Una vicenda drammatica, quella vissuta dalla piccola cagnolina dal manto nero ribattezzata Bindi, trovata abbandonata presso il Prospect Park a Brooklyn di New York. La cucciola simil Pit Bull è risultata in pessime condizioni e, visto l’incredibile freddo, con la parte inferiore delle zampe completamente congelata. Legata a un albero, impossibilitata a muoversi, la cagnolina è stata avvistata da Jennifer Williams mentre portava a passeggio il suo cane. Se il suo animale non avesse tirato verso Bindi, la piccola avrebbe ceduto al freddo e alle condizioni fisiche disagiate. Portata subito a casa per recuperare il calore del corpo sono emerse le difficoltà legate alle zampe, completamente congelate tanto da sanguinare. Per questo la sua salvatrice ha deciso di portare la piccola presso il centro Sean Casey Animal Rescue, che l’ha affidata alle cure del centro veterinario di fiducia.
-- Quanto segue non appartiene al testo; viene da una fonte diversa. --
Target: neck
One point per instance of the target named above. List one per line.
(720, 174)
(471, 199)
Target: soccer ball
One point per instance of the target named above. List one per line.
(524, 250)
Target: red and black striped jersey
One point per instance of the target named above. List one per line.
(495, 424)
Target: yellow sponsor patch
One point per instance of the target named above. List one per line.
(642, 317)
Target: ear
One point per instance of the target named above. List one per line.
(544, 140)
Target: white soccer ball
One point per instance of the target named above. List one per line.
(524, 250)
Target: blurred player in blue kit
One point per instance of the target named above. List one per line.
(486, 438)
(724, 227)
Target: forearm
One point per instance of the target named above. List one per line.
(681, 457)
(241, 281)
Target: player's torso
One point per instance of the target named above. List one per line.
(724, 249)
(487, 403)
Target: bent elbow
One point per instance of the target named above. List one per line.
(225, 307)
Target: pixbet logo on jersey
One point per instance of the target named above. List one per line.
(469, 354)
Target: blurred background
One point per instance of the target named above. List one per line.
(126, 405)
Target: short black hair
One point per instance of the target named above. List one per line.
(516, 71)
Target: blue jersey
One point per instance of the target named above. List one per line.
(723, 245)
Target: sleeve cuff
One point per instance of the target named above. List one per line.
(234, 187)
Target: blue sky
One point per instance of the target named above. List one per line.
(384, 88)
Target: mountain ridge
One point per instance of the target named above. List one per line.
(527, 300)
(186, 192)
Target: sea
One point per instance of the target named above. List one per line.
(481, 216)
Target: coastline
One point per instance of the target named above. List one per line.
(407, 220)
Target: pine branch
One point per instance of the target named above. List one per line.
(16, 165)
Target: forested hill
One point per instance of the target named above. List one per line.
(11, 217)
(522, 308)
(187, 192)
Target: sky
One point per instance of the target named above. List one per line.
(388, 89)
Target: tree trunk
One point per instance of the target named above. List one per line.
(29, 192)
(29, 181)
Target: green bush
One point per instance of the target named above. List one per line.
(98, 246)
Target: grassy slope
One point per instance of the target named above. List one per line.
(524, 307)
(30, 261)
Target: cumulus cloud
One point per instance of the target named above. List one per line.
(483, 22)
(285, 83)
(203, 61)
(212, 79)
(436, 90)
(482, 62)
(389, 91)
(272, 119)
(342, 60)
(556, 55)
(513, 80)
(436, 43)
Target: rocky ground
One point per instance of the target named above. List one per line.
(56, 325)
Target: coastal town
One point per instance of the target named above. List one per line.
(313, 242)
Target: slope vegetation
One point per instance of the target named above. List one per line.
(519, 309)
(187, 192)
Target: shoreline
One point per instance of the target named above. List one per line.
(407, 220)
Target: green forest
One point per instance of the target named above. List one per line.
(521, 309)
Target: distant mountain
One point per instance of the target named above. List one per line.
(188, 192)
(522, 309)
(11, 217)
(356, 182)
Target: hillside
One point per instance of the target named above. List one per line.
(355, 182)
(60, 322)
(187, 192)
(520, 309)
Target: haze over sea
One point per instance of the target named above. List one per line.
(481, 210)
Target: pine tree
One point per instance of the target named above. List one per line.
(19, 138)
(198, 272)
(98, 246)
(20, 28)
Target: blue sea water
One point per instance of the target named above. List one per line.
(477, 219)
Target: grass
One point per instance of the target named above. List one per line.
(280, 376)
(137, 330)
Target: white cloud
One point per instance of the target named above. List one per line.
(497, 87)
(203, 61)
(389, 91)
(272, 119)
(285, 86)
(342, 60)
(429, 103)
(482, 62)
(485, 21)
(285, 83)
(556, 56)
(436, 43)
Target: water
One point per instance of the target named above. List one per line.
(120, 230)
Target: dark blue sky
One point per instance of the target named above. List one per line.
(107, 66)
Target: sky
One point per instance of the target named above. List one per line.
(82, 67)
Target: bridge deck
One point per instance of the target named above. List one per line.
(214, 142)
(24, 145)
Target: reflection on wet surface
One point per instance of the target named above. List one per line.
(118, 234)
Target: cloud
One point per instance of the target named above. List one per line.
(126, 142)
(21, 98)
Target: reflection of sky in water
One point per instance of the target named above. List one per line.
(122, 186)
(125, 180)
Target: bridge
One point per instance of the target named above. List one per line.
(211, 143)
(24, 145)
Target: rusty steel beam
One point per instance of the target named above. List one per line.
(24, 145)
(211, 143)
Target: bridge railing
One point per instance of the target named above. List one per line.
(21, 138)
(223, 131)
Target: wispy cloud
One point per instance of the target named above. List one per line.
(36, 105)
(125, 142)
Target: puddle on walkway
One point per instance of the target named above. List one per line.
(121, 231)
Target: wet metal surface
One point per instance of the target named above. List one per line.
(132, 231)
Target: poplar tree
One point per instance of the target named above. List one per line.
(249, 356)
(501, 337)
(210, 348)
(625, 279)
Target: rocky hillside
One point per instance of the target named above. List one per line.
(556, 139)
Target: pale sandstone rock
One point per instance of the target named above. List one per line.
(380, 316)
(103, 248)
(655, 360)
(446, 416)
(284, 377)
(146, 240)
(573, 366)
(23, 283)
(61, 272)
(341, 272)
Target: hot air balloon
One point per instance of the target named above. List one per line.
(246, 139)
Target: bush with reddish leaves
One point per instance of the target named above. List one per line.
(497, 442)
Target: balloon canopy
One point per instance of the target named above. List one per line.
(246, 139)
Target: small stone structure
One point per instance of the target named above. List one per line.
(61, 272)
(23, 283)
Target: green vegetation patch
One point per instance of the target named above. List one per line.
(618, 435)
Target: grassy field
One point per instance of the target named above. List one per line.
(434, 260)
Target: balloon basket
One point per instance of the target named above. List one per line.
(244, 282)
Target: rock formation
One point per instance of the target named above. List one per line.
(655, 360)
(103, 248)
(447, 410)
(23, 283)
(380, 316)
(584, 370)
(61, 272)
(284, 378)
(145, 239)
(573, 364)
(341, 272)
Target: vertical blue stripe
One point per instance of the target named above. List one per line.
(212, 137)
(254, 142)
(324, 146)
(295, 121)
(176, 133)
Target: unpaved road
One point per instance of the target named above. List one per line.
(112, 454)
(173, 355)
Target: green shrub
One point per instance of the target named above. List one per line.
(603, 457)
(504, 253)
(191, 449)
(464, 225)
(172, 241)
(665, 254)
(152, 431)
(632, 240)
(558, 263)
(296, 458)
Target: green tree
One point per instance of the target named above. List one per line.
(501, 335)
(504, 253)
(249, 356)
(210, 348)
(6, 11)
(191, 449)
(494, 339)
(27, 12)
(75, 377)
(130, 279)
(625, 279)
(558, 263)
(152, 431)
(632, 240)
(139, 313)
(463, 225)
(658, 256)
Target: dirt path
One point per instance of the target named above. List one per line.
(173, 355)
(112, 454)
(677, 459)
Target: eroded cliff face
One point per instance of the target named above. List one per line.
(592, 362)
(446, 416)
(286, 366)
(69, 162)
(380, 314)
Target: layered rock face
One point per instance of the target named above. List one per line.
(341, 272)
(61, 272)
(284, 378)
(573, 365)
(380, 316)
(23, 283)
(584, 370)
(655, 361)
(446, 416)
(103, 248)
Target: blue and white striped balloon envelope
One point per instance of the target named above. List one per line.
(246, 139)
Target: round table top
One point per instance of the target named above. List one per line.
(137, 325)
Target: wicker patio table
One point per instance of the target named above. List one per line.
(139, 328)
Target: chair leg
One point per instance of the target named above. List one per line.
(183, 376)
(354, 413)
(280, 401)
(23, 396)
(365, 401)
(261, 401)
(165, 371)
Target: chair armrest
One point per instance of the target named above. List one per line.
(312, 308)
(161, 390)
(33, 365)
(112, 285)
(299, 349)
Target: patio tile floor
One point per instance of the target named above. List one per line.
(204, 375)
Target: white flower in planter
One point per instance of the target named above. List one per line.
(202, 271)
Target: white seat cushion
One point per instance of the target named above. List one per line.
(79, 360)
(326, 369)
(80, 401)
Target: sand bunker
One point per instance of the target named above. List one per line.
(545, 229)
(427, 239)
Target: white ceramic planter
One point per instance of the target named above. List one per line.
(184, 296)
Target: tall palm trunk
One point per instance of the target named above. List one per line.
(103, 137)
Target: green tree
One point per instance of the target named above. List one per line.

Le prime visite hanno mostrato una condizione fisica piuttosto compromessa, con una forte anemia e sangue nelle urine. Il vomito continuo di alcuni pezzi di gomma ha convinto lo staff a farle una visita approfondita e alcuni raggi X, che hanno evidenziato la presenza di metello all’interno dello stomaco. Un intervento d’urgenza ha permesso la rimozione completa dei corpi estranei, seguito da una trasfusione. Al risveglio dall’anestesia la cagnolina è apparsa più in forze, anche se sono ancora al vaglio i valori renali del tutto animali. Lo staff del rifugio spera la piccola possa lasciare presto l’ospedale.
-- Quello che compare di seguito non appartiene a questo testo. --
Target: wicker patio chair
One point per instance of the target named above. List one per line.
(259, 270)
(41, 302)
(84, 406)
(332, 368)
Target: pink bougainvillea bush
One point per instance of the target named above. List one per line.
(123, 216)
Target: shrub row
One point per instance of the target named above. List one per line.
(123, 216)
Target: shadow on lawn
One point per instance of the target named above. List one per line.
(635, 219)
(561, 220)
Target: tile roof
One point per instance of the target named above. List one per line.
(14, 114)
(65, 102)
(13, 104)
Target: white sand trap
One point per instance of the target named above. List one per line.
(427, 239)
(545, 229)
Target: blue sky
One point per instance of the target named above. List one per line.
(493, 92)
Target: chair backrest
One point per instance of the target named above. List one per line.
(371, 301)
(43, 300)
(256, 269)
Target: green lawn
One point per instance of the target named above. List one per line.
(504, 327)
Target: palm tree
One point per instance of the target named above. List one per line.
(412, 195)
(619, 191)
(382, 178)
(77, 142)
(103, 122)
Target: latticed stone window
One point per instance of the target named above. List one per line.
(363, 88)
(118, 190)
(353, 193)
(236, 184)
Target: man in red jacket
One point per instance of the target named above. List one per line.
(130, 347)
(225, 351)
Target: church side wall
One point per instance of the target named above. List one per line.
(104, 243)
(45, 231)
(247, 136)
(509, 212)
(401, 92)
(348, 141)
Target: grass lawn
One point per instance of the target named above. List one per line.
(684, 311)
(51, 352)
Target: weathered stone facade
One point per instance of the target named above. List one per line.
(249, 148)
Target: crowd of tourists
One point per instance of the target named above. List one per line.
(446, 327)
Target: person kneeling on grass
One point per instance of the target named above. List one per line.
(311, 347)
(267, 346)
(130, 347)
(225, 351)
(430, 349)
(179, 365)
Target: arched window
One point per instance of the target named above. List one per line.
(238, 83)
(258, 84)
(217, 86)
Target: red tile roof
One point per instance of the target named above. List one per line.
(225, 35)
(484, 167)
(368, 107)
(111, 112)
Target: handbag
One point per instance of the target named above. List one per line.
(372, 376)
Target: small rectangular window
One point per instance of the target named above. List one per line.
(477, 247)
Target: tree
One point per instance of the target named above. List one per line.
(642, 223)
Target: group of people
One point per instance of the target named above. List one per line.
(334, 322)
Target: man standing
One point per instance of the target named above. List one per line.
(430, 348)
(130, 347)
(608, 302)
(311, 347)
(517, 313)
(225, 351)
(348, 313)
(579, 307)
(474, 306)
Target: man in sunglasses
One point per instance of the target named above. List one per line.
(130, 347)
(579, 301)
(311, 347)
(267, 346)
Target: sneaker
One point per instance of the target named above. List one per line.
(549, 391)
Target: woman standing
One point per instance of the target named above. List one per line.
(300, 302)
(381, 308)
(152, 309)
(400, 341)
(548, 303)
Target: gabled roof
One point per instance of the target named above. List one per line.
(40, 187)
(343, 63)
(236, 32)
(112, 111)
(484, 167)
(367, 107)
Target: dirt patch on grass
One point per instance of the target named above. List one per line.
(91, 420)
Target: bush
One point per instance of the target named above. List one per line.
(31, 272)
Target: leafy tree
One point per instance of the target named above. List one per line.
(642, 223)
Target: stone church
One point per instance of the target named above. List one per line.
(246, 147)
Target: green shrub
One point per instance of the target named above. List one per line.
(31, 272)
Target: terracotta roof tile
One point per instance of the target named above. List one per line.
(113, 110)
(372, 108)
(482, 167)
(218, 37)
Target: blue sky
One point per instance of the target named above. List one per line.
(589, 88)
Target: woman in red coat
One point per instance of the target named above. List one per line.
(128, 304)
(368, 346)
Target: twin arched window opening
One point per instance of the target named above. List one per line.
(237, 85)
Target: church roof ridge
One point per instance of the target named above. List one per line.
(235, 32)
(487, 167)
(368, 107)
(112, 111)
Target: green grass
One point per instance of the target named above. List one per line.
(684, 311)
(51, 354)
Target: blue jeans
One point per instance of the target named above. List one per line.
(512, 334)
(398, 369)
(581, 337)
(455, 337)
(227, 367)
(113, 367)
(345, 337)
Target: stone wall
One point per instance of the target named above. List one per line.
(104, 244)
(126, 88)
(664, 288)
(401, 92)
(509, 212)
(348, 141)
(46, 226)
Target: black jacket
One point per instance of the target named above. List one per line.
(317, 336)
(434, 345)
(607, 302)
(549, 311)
Sean Casey è stato coinvolto in prima persona per seguire il recupero di Bindi, nella speranza prenda peso e forze sufficienti per superare il momento critico. Ma l’uomo è certo che, senza il casuale passaggio della Williams, la povera cagnolina sarebbe presto morta di freddo e fame. Troppo debilitata e denutrita per affrontare le temperature di questi giorni, ma anche probabilmente duramente colpita dall’abbandono e da un lungo periodo di fame.

17 febbraio 2016
I vostri commenti
SALVATORE, venerdì 19 febbraio 2016 alle7:19 ha scritto: rispondi »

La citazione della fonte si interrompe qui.